Simplify the square roots in the expression \(2 \sqrt{20}\) and \(4 \sqrt{75}\) separately. The square root of 20 can be broken down into \(\sqrt{4} \times \sqrt{5}\), giving \(2 \sqrt{5}\). So, \(2 \sqrt{20}\) becomes 4\( \sqrt{5}\). Similarly, the square root of 75 can be broken down into \(\sqrt{25} \times \sqrt{3}\), giving \(5 \sqrt{3}\). So, \(4 \sqrt{75}\) becomes 20\( \sqrt{3}\).

Now add 4\( \sqrt{5}\) and 20\( \sqrt{3}\) together. The result is \(4 \sqrt{5} + 20 \sqrt{3}\). As these are not like terms (since one is the multiple of \(\sqrt{5}\) and the other is the multiple of \(\sqrt{3}\)), they cannot be combined.

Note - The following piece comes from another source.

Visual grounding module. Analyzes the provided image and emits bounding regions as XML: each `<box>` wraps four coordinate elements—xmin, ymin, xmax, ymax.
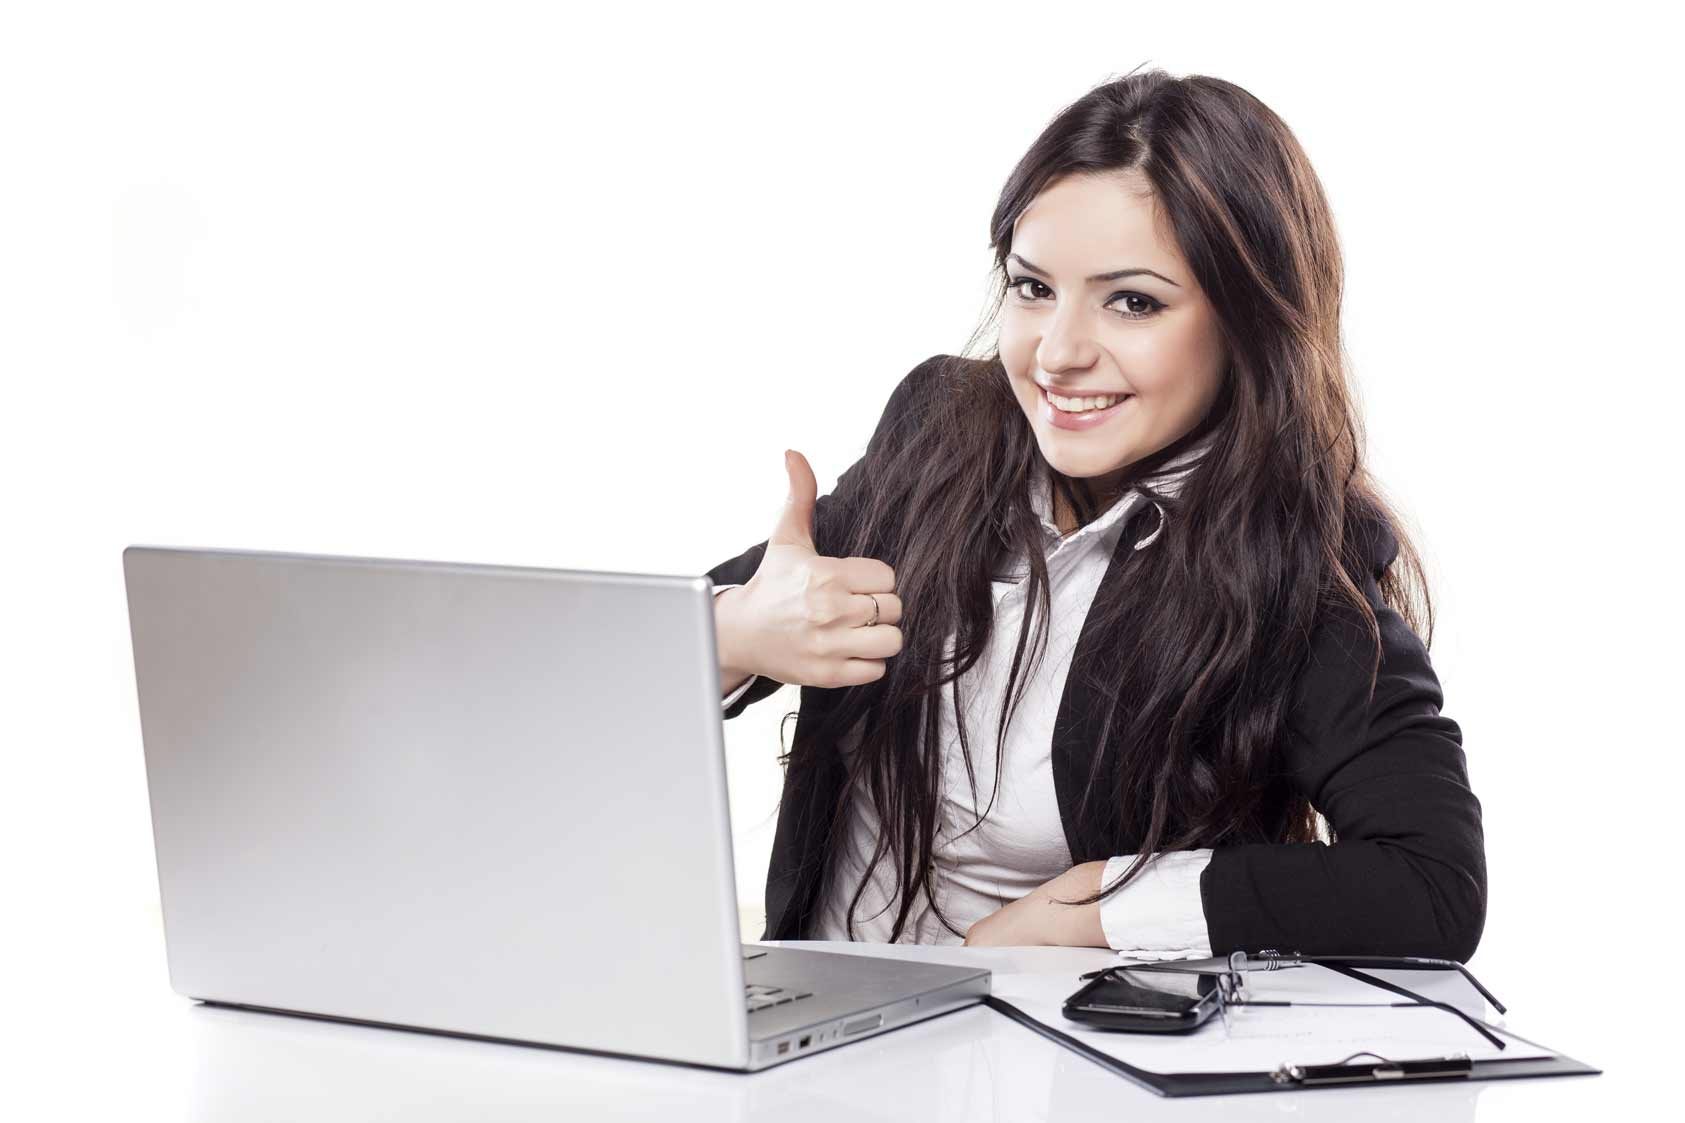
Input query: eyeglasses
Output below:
<box><xmin>1077</xmin><ymin>949</ymin><xmax>1509</xmax><ymax>1049</ymax></box>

The original statement said 'I simplified the terms of \(2 \sqrt{20}+4 \sqrt{75}\), and then I was able to add the like radicals'. However, the simplified version of the original expression, \(4 \sqrt{5} + 20 \sqrt{3}\), does not contain 'like radicals' to add. Therefore, the statement does not make sense.